In any case, unless the prior paper I cited is flat our factually inaccurate, I think we can dispense with the idea that the ancestral human APOE4 allele is the same as primate APOE therefore we should eat like primates concept. Can't see how there is room for misinterpretation of something that is simply factually incorrect?
Of course, it's more nuanced than that. Neither Gundry nor Bedesen are suggesting that we eat like primates, but rather that we acknowledge that our genotype appears to represent the bridge between hominids and humans. Comparing the APOE from modern day chimps to modern day humans and definitively declaring no evolutionary relationship feels premature to me. We have strong indications that we share a common ancestor from the hominid family. The extinct humans, denisovan hominin, provide the first known finding of APOE-ε4 (identical phenotype with R61, R112, and R158) as modern day humans. Evolutionary timelines suggest that denisovans are thought to have evolved from homo erectus, who in turn appeared to evolve from the hominids- the group consisting of all modern and extinct great apes.
Gundry & Bredesen’s theorize that is was the difference between primate & human APOE that allowed us to become human. There are multiple theories as to why that might have been. Perhaps the pro-inflammatory nature of APOE-ε4 protected us from infection when we came down from the trees onto the savanna and stepped on dung? It may have also have protected us when we began eating raw meat full of disease causing pathogens? Perhaps APOE-ε4 evolved in response to shifts in diet (a thrifty gene), that allowed for fat accumulation when nutrition access fluctuated? These and other theories can be found in box #2 of Raichlen’s paper.
What sets Gundry & Bredesens' theories apart from others is that they both have independently concluded that utilizing a lipid-based (as opposed to glucose-based) metabolism that honors our genotype's preference for fatty acids as fuel to enhance mitochondrial metabolism and neural efficiency. Our ancestors were likely very often in ketosis whether it was due to famine, exercise, or fat consumption from their increased ability to enhance foraging with occasional meat.

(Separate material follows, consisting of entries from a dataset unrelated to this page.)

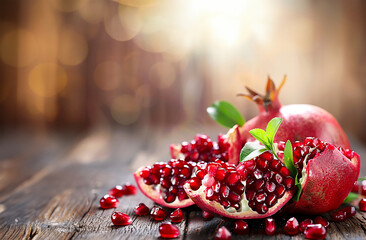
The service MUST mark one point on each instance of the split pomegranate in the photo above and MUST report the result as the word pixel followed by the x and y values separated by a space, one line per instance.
pixel 223 234
pixel 362 204
pixel 304 224
pixel 299 120
pixel 121 219
pixel 168 230
pixel 241 227
pixel 176 216
pixel 142 210
pixel 254 189
pixel 270 226
pixel 158 213
pixel 108 201
pixel 315 231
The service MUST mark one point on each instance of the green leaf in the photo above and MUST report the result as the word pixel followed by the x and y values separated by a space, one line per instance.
pixel 251 150
pixel 289 160
pixel 225 114
pixel 261 136
pixel 351 196
pixel 272 128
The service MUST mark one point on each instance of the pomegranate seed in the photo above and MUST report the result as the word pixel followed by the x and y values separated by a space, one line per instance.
pixel 241 227
pixel 362 204
pixel 207 215
pixel 292 226
pixel 315 231
pixel 168 230
pixel 116 191
pixel 121 219
pixel 142 210
pixel 176 216
pixel 158 213
pixel 322 221
pixel 270 226
pixel 107 202
pixel 304 224
pixel 223 234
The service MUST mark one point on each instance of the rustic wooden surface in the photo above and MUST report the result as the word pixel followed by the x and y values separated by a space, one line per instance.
pixel 50 186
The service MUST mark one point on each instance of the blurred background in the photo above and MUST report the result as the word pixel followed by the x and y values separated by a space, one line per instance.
pixel 80 64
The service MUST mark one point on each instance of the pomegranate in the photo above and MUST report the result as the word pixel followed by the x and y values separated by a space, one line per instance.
pixel 121 219
pixel 168 230
pixel 299 120
pixel 256 188
pixel 315 231
pixel 223 234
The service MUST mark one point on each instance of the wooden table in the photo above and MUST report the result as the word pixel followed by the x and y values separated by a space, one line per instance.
pixel 51 183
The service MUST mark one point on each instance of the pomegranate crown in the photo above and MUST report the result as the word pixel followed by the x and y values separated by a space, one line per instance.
pixel 269 101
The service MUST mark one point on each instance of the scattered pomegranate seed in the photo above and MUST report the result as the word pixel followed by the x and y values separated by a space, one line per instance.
pixel 176 216
pixel 107 202
pixel 129 189
pixel 207 215
pixel 292 226
pixel 315 231
pixel 362 204
pixel 270 226
pixel 168 230
pixel 121 219
pixel 322 221
pixel 142 210
pixel 241 227
pixel 158 213
pixel 304 224
pixel 223 234
pixel 116 191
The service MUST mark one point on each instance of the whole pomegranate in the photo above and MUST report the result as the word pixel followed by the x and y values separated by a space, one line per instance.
pixel 299 120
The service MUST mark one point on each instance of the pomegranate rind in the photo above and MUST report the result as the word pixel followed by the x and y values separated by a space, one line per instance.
pixel 199 198
pixel 153 192
pixel 329 178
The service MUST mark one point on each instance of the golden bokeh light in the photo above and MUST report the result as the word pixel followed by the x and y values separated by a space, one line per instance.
pixel 18 48
pixel 107 75
pixel 162 74
pixel 122 26
pixel 73 47
pixel 47 79
pixel 125 109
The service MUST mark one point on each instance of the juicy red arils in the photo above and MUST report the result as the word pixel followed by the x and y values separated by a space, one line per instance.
pixel 158 213
pixel 241 227
pixel 108 201
pixel 168 230
pixel 292 226
pixel 176 216
pixel 315 231
pixel 142 210
pixel 120 219
pixel 223 234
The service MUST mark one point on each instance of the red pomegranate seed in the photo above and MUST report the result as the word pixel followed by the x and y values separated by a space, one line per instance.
pixel 168 230
pixel 322 221
pixel 315 231
pixel 304 224
pixel 142 210
pixel 362 204
pixel 121 219
pixel 207 215
pixel 241 227
pixel 107 202
pixel 176 216
pixel 158 213
pixel 292 226
pixel 116 191
pixel 223 234
pixel 270 226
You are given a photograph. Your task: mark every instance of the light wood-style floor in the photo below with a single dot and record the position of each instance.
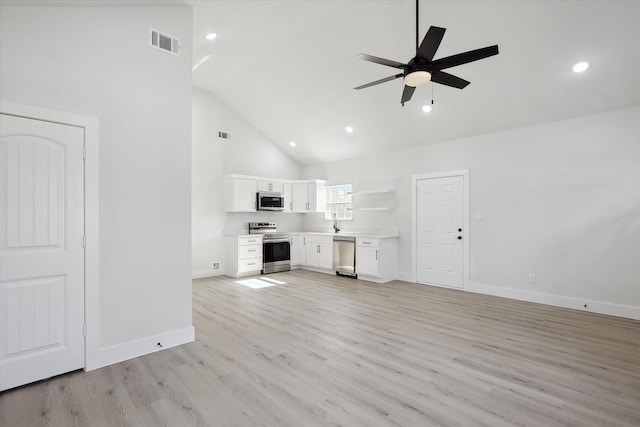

The way that Gundry & Bredesen are suggesting we achieve ketosis (through fasting, exercise, a specialized HFLC diet with some animal protein) seems to help align our evolutionary mismatch while humbly acknowledging the unknowns of a diet high in saturated animal fat given our propensity for fat accumulation.
Liu's argument that we drive up LDL and Lp(a) feels a little dangerous to me given the pro-inflammatory nature of APOE-ε4. FWIW, neither Gundry nor Bredesen appear to be focused on lowering cholesterol. After all, both propose a ketogenic diet for our population. Gundry only looks at particle size, not number. And, Bredesen would agree with Liu's assessment of statins. Based upon AD mouse studies that he did with every FDA approved drug looking for "dementogens," he found statins (especially cerivastatin) to top the list.